From MapReduce to Spark: The Evolution of Big Data Processing

· 4 min read
uuboyscy
Data Engineer | Founder of uuboyscy.dev

1. Introduction: Big Data Challenges

Big data means working with very large amounts of information. In one of my jobs, I had to handle 500TB of data and run more than 10,000 SQL queries every day. The old system we used was slow and had many problems, like some tasks taking over 24 hours to finish. In this blog, I will share how I solved these problems by using Spark and making the system faster and better.


2. What is Hadoop Hive and MapReduce?

Hadoop Hive is a tool that helps process big data using SQL queries. It works with a system called MapReduce, which was great when it was created but has many limits now:

  • Processes One Query at a Time: It could not run many queries at once.
  • Very Slow: Large or complicated tasks took a long time.
  • Not Efficient: It used too many resources for simple tasks.

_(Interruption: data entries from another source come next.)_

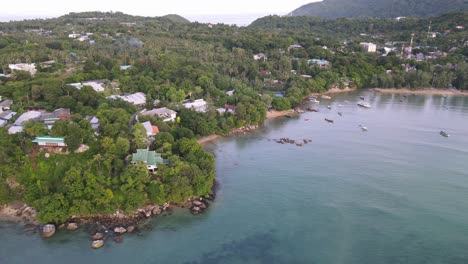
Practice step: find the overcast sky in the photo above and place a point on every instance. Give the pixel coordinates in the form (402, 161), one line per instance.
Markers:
(150, 8)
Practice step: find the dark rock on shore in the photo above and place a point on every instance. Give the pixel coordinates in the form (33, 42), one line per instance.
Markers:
(97, 244)
(130, 229)
(72, 226)
(98, 236)
(120, 230)
(48, 230)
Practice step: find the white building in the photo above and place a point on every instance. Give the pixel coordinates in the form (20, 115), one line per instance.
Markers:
(31, 68)
(368, 46)
(260, 56)
(138, 98)
(164, 113)
(97, 85)
(150, 129)
(198, 105)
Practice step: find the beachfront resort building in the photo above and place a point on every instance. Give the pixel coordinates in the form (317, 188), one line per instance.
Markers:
(28, 67)
(138, 98)
(368, 46)
(198, 105)
(164, 113)
(50, 142)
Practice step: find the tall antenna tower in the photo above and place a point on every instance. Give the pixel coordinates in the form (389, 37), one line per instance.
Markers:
(410, 48)
(428, 31)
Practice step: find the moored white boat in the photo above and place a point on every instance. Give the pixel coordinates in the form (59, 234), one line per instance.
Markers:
(364, 104)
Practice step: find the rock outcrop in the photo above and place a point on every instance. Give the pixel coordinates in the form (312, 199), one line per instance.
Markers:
(48, 230)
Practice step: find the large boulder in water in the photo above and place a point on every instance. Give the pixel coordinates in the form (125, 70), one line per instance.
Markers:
(72, 226)
(48, 230)
(156, 210)
(120, 230)
(98, 236)
(97, 244)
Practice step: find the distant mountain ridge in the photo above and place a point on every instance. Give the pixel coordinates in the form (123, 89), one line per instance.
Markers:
(380, 8)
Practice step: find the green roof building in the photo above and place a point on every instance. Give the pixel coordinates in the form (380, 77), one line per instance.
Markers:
(150, 158)
(48, 141)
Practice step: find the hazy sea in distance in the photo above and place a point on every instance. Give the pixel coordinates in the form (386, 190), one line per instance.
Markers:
(395, 194)
(240, 20)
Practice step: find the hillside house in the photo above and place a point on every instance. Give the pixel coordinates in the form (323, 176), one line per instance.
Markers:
(260, 56)
(138, 98)
(49, 119)
(5, 116)
(28, 67)
(50, 142)
(5, 105)
(97, 85)
(27, 116)
(321, 63)
(150, 158)
(368, 46)
(198, 105)
(150, 129)
(94, 122)
(164, 113)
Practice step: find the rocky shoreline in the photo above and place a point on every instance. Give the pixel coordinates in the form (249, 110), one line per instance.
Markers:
(101, 228)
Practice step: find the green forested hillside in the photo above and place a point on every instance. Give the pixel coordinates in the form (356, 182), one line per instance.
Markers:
(380, 8)
(242, 68)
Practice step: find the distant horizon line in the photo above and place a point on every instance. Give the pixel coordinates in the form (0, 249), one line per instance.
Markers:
(226, 18)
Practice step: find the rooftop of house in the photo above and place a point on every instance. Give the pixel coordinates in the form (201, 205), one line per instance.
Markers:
(27, 116)
(97, 85)
(160, 112)
(150, 158)
(138, 98)
(6, 103)
(92, 119)
(49, 139)
(7, 115)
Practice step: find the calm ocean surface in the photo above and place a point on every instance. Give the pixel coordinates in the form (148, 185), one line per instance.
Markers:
(395, 194)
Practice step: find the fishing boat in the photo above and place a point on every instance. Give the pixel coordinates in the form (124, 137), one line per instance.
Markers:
(313, 100)
(444, 134)
(364, 104)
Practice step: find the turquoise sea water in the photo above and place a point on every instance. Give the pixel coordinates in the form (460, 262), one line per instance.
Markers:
(395, 194)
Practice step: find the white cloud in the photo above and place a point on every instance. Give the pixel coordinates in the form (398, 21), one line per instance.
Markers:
(151, 8)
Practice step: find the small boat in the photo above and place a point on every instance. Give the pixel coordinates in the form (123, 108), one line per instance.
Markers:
(444, 134)
(364, 104)
(313, 100)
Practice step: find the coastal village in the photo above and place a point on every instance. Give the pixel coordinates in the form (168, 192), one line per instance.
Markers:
(104, 126)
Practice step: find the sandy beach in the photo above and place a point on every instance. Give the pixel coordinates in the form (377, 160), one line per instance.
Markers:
(421, 91)
(334, 91)
(270, 115)
(18, 212)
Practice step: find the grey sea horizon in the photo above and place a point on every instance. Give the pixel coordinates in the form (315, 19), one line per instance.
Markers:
(229, 19)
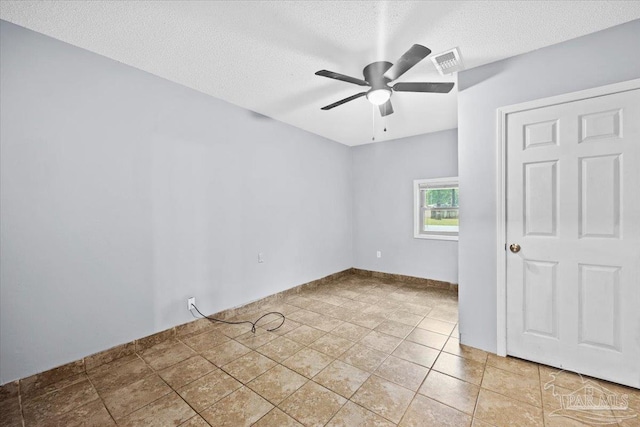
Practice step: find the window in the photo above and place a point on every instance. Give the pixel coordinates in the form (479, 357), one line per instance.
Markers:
(436, 208)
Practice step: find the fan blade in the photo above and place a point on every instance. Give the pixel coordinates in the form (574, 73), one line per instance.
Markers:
(423, 87)
(342, 101)
(411, 57)
(386, 108)
(338, 76)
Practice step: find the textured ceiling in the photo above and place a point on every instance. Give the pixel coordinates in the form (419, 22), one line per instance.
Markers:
(263, 55)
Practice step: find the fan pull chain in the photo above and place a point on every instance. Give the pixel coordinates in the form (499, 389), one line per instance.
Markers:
(373, 122)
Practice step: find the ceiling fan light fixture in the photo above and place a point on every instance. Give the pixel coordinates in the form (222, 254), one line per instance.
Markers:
(378, 96)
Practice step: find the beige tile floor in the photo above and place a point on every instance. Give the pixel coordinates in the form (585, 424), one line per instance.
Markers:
(356, 352)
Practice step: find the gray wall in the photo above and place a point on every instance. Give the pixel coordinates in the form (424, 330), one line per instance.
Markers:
(383, 175)
(597, 59)
(122, 194)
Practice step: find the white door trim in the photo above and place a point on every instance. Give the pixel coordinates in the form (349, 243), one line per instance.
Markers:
(501, 247)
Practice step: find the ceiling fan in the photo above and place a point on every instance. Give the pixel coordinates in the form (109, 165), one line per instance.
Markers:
(378, 75)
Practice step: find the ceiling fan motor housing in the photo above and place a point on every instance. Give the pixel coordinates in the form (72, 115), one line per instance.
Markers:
(374, 74)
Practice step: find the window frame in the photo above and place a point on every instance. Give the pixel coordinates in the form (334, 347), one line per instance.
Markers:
(419, 184)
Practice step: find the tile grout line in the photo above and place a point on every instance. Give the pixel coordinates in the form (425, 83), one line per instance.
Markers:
(101, 399)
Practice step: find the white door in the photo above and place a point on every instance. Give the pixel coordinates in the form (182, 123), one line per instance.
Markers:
(573, 207)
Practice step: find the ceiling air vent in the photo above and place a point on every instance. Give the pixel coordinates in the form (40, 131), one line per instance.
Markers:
(448, 62)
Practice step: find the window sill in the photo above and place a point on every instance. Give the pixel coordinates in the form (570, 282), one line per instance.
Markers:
(435, 237)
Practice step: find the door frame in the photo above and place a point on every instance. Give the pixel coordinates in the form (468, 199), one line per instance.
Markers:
(501, 187)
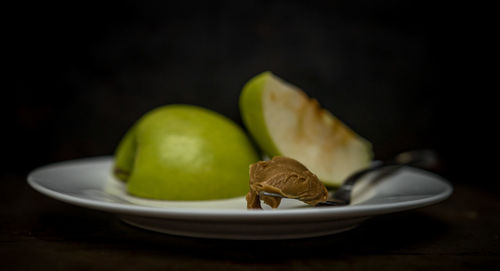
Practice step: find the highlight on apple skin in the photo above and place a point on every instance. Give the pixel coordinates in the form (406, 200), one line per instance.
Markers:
(185, 152)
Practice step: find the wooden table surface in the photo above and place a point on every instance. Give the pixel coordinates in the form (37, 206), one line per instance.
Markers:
(37, 232)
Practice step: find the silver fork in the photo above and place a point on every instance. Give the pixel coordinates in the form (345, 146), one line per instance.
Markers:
(426, 159)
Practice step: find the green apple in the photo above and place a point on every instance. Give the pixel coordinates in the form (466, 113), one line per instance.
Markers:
(184, 152)
(284, 121)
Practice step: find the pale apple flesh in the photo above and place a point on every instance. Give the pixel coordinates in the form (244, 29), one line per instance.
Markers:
(300, 129)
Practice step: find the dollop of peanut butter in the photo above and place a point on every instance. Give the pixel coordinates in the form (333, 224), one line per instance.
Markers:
(284, 176)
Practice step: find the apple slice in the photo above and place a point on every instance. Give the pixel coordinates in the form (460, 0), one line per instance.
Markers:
(283, 120)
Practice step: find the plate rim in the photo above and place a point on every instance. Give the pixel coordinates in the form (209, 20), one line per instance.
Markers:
(243, 215)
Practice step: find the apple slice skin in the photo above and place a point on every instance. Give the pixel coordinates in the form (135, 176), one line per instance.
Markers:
(345, 153)
(184, 152)
(251, 107)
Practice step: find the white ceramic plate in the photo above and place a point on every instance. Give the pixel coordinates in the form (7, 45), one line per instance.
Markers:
(89, 183)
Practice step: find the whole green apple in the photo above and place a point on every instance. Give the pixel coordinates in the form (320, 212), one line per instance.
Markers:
(184, 152)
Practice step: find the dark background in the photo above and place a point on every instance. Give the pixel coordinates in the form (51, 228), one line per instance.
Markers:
(400, 73)
(404, 74)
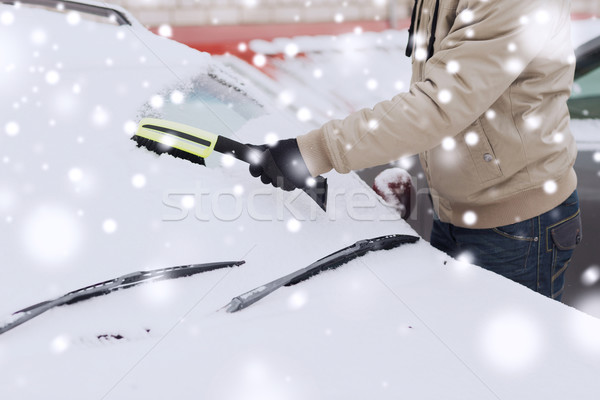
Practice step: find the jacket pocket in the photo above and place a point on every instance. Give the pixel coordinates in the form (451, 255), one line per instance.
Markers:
(482, 153)
(567, 235)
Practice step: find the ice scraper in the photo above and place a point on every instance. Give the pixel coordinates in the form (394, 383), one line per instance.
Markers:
(195, 144)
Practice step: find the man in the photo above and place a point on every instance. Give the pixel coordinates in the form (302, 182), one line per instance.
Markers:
(487, 113)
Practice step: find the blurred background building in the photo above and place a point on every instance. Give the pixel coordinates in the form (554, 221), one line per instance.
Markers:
(243, 12)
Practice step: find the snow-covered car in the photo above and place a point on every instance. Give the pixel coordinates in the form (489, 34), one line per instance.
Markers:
(80, 204)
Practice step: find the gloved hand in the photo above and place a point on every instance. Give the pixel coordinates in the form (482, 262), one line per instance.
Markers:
(281, 165)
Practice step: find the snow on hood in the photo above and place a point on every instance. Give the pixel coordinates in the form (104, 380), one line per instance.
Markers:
(79, 203)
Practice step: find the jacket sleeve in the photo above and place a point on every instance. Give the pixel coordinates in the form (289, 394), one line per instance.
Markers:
(491, 42)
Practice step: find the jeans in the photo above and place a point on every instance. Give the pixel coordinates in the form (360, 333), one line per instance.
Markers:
(535, 252)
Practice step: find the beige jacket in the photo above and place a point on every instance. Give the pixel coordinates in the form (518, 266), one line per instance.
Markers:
(486, 111)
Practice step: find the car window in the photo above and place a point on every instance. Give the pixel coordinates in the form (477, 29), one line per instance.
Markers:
(585, 98)
(207, 101)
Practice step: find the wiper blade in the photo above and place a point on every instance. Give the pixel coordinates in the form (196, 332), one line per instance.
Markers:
(329, 262)
(113, 285)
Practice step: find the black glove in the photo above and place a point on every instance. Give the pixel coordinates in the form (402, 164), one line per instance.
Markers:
(281, 165)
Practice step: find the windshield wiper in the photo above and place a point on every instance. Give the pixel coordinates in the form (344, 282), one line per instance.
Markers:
(332, 261)
(106, 287)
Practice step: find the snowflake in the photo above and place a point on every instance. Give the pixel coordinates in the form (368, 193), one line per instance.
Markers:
(590, 276)
(52, 77)
(472, 138)
(75, 174)
(109, 226)
(73, 18)
(11, 128)
(470, 218)
(304, 114)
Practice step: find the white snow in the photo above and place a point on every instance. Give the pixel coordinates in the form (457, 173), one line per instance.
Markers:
(379, 327)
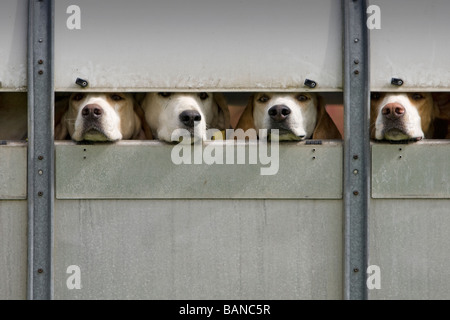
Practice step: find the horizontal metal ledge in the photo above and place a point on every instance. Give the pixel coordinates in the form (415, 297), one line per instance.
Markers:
(300, 88)
(13, 171)
(416, 170)
(145, 170)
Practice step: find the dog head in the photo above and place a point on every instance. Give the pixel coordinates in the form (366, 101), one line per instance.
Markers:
(401, 116)
(102, 117)
(195, 112)
(297, 116)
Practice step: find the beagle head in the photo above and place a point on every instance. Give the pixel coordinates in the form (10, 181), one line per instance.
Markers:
(102, 117)
(401, 116)
(297, 116)
(166, 112)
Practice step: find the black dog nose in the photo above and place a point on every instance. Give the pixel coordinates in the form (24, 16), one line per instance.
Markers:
(92, 111)
(279, 112)
(188, 117)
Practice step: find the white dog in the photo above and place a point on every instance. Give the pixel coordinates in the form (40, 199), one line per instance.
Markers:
(194, 112)
(297, 116)
(102, 117)
(402, 116)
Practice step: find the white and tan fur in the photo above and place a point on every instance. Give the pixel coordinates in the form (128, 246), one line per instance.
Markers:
(13, 116)
(305, 116)
(102, 117)
(163, 112)
(402, 116)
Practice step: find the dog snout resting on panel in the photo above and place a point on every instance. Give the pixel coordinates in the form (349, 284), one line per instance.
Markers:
(297, 116)
(193, 112)
(102, 117)
(402, 116)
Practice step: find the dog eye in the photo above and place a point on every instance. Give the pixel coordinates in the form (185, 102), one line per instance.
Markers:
(263, 98)
(78, 97)
(302, 97)
(116, 97)
(375, 96)
(203, 95)
(417, 96)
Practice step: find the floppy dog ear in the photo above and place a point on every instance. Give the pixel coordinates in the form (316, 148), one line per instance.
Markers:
(246, 119)
(145, 133)
(325, 127)
(61, 130)
(222, 122)
(441, 115)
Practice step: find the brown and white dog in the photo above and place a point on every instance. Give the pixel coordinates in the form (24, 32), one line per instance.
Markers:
(442, 100)
(402, 116)
(194, 112)
(297, 116)
(13, 116)
(102, 117)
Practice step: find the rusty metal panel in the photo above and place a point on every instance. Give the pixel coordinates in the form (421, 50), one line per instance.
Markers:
(13, 171)
(418, 170)
(198, 249)
(412, 45)
(146, 170)
(174, 45)
(13, 250)
(409, 242)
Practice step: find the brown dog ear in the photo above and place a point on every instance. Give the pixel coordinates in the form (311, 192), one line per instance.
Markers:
(246, 119)
(145, 133)
(61, 130)
(222, 122)
(325, 127)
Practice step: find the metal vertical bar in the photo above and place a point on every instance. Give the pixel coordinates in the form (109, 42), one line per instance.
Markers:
(40, 149)
(356, 147)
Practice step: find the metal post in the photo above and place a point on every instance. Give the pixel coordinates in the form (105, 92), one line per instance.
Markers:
(40, 149)
(356, 147)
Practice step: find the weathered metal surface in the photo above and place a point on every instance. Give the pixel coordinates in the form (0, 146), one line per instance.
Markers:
(395, 51)
(232, 45)
(13, 250)
(356, 147)
(199, 249)
(141, 170)
(416, 170)
(13, 171)
(409, 241)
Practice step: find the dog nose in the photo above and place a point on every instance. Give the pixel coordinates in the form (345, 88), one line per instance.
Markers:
(279, 112)
(188, 117)
(92, 111)
(393, 110)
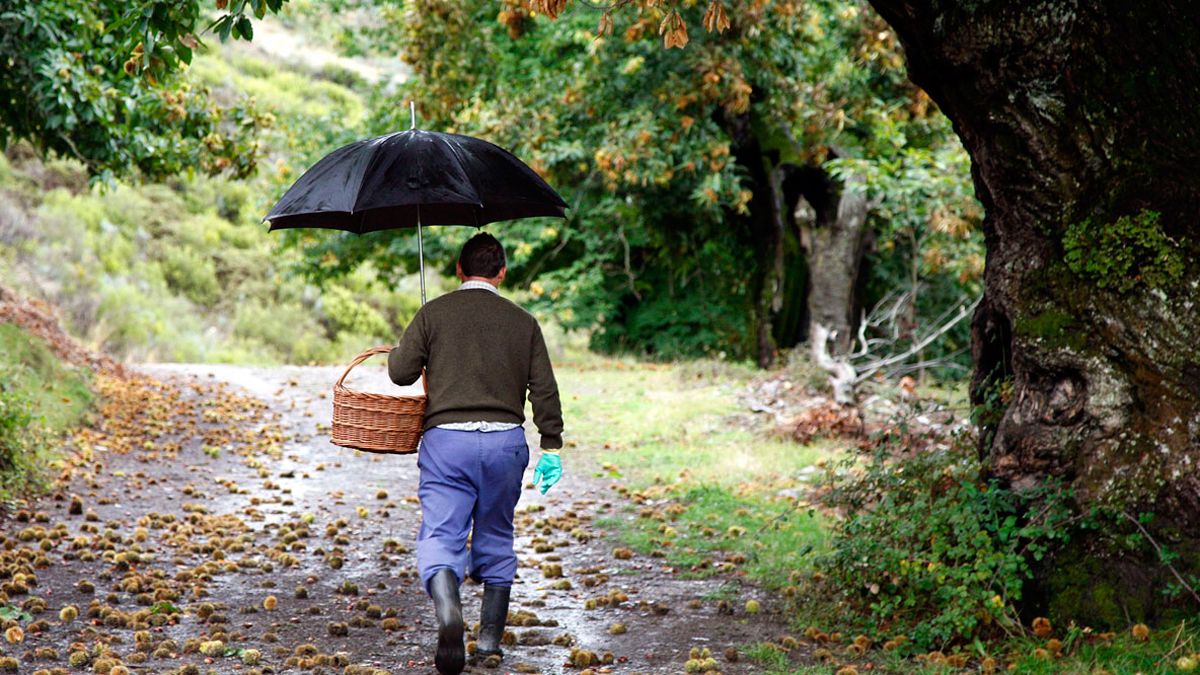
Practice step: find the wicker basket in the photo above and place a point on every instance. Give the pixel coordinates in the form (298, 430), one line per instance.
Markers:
(376, 423)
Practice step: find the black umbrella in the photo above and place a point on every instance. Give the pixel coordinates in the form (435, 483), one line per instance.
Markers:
(414, 178)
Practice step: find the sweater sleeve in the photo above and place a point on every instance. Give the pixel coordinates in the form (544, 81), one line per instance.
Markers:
(406, 359)
(547, 410)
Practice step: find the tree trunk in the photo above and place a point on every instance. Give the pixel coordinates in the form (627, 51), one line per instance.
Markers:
(1083, 121)
(835, 238)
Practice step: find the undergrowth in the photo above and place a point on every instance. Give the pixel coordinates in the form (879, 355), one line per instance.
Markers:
(40, 399)
(930, 549)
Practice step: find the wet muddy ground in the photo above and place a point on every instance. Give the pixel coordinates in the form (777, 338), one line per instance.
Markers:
(209, 526)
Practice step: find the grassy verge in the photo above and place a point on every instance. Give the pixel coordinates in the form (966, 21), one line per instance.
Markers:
(706, 491)
(708, 494)
(40, 399)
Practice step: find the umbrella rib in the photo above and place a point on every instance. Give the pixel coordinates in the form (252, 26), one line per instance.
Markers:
(366, 171)
(454, 149)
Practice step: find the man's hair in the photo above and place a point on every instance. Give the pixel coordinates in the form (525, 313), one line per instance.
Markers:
(481, 256)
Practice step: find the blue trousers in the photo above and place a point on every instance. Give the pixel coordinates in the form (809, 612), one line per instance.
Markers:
(469, 484)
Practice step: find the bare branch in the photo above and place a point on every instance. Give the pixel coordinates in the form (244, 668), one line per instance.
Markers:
(841, 374)
(870, 369)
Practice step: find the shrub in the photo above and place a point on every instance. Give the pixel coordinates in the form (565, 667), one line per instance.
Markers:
(930, 549)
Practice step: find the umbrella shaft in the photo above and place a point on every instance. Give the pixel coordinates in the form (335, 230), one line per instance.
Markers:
(420, 254)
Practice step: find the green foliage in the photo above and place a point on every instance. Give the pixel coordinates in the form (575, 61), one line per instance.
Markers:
(1122, 254)
(927, 222)
(99, 81)
(660, 153)
(931, 549)
(40, 399)
(184, 269)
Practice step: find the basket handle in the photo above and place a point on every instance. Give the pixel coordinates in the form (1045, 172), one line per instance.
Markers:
(367, 354)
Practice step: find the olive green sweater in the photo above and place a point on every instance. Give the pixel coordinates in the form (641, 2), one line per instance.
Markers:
(480, 353)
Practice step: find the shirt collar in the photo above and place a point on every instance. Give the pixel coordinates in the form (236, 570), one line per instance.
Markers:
(480, 285)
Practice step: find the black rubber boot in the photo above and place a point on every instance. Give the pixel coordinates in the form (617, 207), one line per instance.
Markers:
(450, 657)
(492, 617)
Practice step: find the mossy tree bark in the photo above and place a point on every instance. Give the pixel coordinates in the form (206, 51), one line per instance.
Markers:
(1083, 121)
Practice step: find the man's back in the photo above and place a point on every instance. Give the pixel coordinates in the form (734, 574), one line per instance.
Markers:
(481, 353)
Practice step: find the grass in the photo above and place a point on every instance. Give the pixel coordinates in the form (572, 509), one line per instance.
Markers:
(40, 400)
(677, 432)
(708, 491)
(59, 393)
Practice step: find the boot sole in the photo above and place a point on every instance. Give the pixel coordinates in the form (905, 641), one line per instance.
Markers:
(451, 656)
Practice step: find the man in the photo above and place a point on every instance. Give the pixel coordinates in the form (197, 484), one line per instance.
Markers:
(480, 353)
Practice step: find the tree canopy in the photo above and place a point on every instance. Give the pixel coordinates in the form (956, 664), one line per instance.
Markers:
(100, 82)
(665, 154)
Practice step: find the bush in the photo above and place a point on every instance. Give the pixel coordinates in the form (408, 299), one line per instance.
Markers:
(930, 549)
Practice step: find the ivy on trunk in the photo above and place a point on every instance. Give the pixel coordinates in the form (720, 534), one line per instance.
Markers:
(1083, 121)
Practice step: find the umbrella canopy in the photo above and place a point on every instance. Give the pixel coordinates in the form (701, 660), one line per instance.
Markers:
(413, 178)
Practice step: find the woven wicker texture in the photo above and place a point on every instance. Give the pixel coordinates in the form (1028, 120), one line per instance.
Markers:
(376, 423)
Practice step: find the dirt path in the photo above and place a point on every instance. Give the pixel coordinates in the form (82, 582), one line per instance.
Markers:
(198, 515)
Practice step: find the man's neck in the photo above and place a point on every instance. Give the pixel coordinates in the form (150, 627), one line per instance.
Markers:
(495, 282)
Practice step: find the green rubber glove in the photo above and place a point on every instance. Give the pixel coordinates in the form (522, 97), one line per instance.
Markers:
(549, 471)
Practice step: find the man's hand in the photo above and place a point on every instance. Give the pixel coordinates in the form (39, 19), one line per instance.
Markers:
(549, 470)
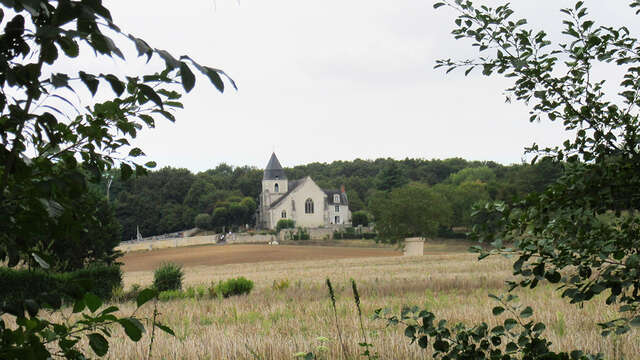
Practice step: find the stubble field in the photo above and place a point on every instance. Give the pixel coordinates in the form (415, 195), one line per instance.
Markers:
(275, 324)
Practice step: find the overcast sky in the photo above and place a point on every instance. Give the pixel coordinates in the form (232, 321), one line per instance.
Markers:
(334, 80)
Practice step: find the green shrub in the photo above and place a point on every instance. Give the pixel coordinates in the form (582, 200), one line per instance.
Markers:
(284, 224)
(168, 277)
(369, 236)
(231, 287)
(171, 295)
(360, 218)
(24, 284)
(301, 234)
(203, 221)
(280, 285)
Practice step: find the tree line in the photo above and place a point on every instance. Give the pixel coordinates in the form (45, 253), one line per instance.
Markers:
(170, 200)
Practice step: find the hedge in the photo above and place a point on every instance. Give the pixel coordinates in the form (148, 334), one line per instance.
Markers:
(19, 285)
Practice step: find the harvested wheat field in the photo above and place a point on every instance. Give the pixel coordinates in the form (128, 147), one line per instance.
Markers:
(276, 321)
(235, 254)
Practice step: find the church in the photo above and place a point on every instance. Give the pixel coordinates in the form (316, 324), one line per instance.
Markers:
(302, 201)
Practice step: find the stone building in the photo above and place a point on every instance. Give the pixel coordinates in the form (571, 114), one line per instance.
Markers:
(302, 201)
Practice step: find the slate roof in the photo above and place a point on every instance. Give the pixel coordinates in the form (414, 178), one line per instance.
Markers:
(293, 184)
(343, 197)
(274, 170)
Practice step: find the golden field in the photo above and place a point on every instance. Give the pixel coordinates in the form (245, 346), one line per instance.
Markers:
(275, 324)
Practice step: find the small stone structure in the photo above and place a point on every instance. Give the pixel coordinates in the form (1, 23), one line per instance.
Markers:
(413, 246)
(194, 240)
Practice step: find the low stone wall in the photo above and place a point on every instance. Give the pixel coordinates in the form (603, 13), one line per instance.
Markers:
(413, 246)
(321, 233)
(194, 240)
(168, 243)
(250, 239)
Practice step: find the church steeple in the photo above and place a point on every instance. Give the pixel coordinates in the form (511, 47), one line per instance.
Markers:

In my work, these issues caused delays, and some tasks took more than one day to finish.


3. Problems with the Old System

The old system was not good enough for our needs:

  • One Query per Task: Each SQL query was treated as a separate job, wasting resources.
  • Huge Data Size: Processing 100TB of data made it even harder.
  • Long Task Times: Some pipelines (multiple tasks) ran for over 24 hours.

These problems showed we needed a better solution.


4. Switching to Spark

Spark is much faster and better than MapReduce for big data processing. It helped solve our problems because:

  • Faster Processing: Spark processes data in memory, so tasks are much quicker.
  • Runs Tasks at the Same Time: Spark can handle many tasks at once, saving time.
  • Easy to Use: Spark has a SQL tool that works like Hive, making the switch simple.

After replacing MapReduce with Spark, the system became much faster and could handle more work.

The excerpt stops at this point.